Die Grünen hingegen betonen, dass das zwar generell so stimme, es aber beim Gasheizungskauf eine verpflichtende Beratung der Hausbesitzer geben solle. Weil nämlich ab 2028 dann eben mit der kommunalen Wärmeplanung auch die Pflicht zu 65 Prozent erneuerbarem Heizen besteht. Und möglicherweise teure Umrüstungen nötig werden. Oder sogar eine neue Heizung.
Ebenso unklar erscheint bislang, wie der Umbau der Gasnetze in Wasserstoffnetze funktionieren soll. Der bislang im Entwurf geforderte feste Transformationsplan, in dem die Netzbetreiber bestimmte Fristen zur Beimischung von erneuerbaren Gasen und Wasserstoff einhalten und garantieren mussten, ist mit der jetzigen Einigung gekippt.
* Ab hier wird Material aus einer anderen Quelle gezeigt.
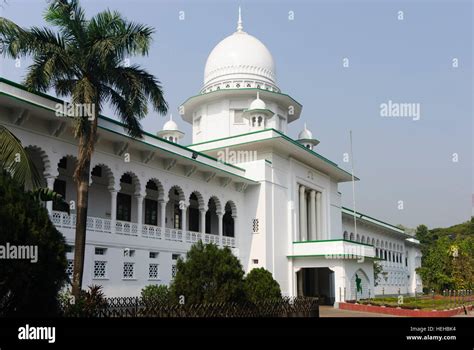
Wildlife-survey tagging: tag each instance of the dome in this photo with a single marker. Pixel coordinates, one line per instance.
(257, 104)
(240, 56)
(170, 125)
(305, 134)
Der FDP war das schon lange zu streng. Nun sollen Kommunen und Netzbetreiber im Rahmen der Wärmeplanung einen "verbindlichen Fahrplan" mit "verbindlichen und nachvollziehbaren Zwischenzielen" vorlegen. Aber ob der am Ende genauso verbindlich sein wird, wie die Grünen es gerne hätten?
All das wird nun in den nächsten zweieinhalb Sitzungswochen im Bundestag verhandelt und in ein Gesetz gegossen werden müssen. Dass das ohne weiteren Streit abläuft, scheint nahezu ausgeschlossen. Einfacher wird es mit der Dreisamkeit also erst mal nicht.